Los datos oficiales difundidos en el Boletín Epidemiológico Nacional reflejaron un salto importante en los niveles de positividad detectados en los análisis realizados a nivel nacional. El avance del virus ya se encuentra presente en gran parte del territorio argentino y mantiene bajo vigilancia permanente a los organismos de salud.
Qué regiones registran más casos de influenza A
El último reporte epidemiológico indicó que la variante H3N2 continúa expandiéndose y ya fue detectada en 23 jurisdicciones del país. Las zonas más afectadas hasta el momento son el Noroeste Argentino y la región Centro, donde se concentra buena parte de los contagios reportados.
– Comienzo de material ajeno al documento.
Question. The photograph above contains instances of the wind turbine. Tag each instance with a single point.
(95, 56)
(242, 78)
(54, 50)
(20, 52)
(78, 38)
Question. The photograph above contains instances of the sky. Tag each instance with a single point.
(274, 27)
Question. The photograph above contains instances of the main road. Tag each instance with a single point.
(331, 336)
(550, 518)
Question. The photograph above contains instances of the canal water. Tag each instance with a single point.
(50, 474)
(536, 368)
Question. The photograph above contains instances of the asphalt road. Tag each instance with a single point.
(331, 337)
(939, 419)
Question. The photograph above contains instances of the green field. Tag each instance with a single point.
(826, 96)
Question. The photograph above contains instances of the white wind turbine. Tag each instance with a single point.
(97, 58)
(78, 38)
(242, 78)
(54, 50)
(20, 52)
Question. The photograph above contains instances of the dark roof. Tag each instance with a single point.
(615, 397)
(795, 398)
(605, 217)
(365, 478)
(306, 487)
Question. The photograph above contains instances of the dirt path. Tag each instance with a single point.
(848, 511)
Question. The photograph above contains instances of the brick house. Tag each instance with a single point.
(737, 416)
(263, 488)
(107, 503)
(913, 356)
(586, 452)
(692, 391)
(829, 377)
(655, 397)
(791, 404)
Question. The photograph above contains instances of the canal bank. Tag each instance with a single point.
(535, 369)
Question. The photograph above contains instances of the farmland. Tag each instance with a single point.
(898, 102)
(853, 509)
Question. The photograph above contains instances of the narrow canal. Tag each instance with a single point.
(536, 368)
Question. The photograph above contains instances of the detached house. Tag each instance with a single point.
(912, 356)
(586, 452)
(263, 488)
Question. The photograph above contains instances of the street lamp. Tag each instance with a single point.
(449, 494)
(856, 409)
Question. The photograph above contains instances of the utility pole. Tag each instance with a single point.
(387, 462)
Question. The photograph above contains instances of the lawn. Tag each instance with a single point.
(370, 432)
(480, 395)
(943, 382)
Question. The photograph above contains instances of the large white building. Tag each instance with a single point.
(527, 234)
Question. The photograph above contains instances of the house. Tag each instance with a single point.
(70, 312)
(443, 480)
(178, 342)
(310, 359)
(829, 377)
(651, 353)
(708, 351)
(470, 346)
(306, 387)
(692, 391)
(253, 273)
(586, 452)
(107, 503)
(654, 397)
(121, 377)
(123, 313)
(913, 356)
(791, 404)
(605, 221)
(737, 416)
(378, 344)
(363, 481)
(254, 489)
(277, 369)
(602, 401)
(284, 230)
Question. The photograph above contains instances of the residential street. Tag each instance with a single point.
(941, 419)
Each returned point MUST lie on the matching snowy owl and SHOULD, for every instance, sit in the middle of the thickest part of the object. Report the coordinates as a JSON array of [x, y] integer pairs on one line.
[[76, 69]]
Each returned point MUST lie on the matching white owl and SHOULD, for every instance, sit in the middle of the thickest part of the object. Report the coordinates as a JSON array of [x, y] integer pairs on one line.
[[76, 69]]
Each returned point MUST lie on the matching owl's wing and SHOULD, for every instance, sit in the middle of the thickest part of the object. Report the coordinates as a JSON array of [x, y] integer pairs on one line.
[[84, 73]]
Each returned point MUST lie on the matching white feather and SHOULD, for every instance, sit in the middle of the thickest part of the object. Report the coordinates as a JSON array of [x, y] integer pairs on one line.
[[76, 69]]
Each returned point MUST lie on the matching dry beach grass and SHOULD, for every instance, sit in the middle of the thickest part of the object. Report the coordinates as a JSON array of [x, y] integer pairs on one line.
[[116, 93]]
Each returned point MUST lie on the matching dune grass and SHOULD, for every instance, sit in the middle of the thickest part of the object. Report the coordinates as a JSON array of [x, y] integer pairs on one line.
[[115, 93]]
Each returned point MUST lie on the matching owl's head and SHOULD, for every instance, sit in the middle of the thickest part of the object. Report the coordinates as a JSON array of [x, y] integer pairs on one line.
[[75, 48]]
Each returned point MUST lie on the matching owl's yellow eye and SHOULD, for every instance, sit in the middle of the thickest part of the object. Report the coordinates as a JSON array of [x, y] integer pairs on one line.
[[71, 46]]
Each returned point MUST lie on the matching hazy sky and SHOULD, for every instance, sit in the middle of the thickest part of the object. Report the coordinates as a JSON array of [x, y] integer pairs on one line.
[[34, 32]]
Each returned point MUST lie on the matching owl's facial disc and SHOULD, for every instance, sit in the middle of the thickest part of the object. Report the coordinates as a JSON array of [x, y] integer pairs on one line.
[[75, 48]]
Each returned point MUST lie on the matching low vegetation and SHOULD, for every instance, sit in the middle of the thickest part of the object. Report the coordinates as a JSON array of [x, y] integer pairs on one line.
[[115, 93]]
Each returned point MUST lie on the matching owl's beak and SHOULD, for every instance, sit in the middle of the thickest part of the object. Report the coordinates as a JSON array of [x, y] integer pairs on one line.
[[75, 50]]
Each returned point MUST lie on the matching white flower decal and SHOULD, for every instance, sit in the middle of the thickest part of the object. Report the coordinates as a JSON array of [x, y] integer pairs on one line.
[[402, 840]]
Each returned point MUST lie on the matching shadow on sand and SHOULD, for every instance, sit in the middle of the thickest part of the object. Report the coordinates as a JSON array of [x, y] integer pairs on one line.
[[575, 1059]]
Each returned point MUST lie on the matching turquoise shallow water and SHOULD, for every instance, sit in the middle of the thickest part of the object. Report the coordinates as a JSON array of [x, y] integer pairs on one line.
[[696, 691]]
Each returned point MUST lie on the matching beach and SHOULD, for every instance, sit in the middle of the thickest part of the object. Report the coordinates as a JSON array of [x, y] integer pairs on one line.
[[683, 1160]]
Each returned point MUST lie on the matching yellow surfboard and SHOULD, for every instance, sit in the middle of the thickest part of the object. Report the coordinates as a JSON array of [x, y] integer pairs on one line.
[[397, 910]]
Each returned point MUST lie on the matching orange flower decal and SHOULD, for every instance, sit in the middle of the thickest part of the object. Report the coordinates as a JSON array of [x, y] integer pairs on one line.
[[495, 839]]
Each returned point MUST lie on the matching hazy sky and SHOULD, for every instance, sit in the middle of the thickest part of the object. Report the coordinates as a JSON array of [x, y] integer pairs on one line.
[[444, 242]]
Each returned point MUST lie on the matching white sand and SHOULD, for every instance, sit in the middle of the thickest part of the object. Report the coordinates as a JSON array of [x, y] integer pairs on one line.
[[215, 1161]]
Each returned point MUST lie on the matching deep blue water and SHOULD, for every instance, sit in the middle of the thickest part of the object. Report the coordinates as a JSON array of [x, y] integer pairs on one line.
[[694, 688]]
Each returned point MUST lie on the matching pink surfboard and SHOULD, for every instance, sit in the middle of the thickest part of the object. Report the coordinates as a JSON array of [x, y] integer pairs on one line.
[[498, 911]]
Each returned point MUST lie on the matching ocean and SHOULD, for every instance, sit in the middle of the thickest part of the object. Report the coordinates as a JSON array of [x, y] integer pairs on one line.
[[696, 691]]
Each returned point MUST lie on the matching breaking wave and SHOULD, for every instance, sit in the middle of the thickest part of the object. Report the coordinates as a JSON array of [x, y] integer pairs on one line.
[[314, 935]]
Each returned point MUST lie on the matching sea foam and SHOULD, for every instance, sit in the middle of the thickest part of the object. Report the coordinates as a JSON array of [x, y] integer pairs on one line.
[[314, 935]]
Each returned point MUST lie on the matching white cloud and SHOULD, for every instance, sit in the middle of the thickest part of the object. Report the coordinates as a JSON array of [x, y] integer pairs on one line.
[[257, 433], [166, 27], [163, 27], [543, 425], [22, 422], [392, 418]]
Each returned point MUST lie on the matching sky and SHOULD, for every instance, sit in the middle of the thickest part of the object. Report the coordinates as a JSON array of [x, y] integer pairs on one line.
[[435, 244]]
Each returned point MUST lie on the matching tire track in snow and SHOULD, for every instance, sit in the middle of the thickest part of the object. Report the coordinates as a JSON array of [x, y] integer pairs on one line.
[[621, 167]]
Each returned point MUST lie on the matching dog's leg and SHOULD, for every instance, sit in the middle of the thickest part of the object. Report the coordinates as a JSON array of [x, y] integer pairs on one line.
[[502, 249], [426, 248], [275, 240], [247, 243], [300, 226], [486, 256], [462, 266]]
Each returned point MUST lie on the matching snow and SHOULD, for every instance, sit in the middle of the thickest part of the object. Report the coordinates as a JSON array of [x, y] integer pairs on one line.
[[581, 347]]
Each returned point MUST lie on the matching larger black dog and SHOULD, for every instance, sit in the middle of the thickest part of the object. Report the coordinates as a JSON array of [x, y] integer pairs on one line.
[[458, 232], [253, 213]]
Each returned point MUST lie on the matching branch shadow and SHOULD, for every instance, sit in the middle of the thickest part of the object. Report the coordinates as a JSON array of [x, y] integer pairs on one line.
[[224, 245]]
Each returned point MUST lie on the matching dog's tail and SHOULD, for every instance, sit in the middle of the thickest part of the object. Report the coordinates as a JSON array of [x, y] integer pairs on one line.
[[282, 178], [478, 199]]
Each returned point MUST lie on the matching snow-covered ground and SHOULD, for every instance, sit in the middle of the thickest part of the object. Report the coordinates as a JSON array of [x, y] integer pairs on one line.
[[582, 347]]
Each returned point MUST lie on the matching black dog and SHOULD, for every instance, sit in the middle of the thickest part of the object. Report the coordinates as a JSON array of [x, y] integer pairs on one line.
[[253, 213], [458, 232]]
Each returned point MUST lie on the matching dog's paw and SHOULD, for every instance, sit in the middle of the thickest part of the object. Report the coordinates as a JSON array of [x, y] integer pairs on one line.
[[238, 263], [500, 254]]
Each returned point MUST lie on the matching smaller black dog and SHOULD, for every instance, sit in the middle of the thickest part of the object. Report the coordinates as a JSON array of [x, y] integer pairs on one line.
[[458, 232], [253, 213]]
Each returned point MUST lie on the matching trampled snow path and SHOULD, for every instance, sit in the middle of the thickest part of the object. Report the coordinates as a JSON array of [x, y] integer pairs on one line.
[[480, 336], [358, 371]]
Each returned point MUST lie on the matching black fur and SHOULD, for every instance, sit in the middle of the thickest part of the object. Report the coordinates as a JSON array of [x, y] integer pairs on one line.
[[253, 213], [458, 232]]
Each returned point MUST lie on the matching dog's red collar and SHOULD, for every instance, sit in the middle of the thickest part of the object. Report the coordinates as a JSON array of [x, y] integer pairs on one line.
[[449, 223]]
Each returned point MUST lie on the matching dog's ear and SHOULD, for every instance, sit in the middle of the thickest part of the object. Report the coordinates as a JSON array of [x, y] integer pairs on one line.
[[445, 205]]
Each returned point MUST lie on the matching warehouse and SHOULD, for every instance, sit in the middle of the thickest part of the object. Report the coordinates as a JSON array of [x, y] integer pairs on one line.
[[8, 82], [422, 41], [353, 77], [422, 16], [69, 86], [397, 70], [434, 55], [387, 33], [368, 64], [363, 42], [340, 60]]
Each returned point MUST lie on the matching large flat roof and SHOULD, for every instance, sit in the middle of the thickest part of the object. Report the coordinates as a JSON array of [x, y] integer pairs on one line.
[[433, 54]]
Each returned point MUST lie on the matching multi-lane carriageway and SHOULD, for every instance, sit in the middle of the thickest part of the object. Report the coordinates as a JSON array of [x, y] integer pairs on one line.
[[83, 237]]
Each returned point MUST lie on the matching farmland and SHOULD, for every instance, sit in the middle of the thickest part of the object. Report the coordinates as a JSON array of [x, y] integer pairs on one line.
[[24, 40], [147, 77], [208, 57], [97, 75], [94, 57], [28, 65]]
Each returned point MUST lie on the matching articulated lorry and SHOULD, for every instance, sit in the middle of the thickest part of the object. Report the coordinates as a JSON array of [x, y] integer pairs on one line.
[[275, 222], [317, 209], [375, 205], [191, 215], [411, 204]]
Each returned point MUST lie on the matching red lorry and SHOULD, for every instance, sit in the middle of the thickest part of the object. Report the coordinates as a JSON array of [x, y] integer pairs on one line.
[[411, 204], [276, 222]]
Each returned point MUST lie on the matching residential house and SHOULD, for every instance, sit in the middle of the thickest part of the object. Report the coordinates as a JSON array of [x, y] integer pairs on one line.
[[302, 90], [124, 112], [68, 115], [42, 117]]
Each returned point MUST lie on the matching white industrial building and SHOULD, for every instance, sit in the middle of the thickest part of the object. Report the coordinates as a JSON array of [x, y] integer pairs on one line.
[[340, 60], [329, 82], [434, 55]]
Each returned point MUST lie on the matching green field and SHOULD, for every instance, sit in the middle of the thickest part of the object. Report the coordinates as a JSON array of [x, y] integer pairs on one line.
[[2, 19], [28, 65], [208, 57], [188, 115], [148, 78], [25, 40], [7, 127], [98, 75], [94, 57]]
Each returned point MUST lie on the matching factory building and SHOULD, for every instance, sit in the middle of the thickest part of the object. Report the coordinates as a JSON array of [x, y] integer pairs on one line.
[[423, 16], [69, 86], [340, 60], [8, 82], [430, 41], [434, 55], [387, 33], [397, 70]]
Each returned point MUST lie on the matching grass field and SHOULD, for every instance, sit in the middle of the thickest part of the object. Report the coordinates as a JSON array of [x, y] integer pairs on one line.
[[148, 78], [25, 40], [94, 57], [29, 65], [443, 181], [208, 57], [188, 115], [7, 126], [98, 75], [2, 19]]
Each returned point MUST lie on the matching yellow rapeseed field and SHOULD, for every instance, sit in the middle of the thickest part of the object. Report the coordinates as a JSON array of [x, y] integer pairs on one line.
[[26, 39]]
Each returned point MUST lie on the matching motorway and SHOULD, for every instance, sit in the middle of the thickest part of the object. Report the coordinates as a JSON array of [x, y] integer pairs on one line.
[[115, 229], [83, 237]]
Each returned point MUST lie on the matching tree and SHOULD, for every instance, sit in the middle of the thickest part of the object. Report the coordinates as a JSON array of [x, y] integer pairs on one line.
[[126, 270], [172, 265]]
Además, especialistas del ANLIS Malbrán confirmaron nuevos casos correspondientes a un subclado específico del virus que actualmente representa la mayoría de las secuencias identificadas en Argentina durante este año. El seguimiento sanitario busca monitorear el comportamiento de esta cepa ante el aumento estacional de cuadros respiratorios.
Las recomendaciones del Gobierno ante el aumento de contagios
Frente a este escenario, las autoridades sanitarias reforzaron la campaña de prevención y pidieron especial atención en los grupos considerados de riesgo. Entre las principales recomendaciones aparece la vacunación antigripal, señalada como una de las herramientas más importantes para reducir complicaciones y hospitalizaciones.
También se aconsejó permanecer en el hogar ante la aparición de síntomas, mantener los ambientes ventilados, reforzar la higiene de manos y cubrirse al toser o estornudar utilizando el pliegue del codo o pañuelos descartables. El crecimiento de los casos de influenza A coincide con el período de mayor circulación de virus respiratorios, una situación que suele agravarse durante las semanas más frías del año.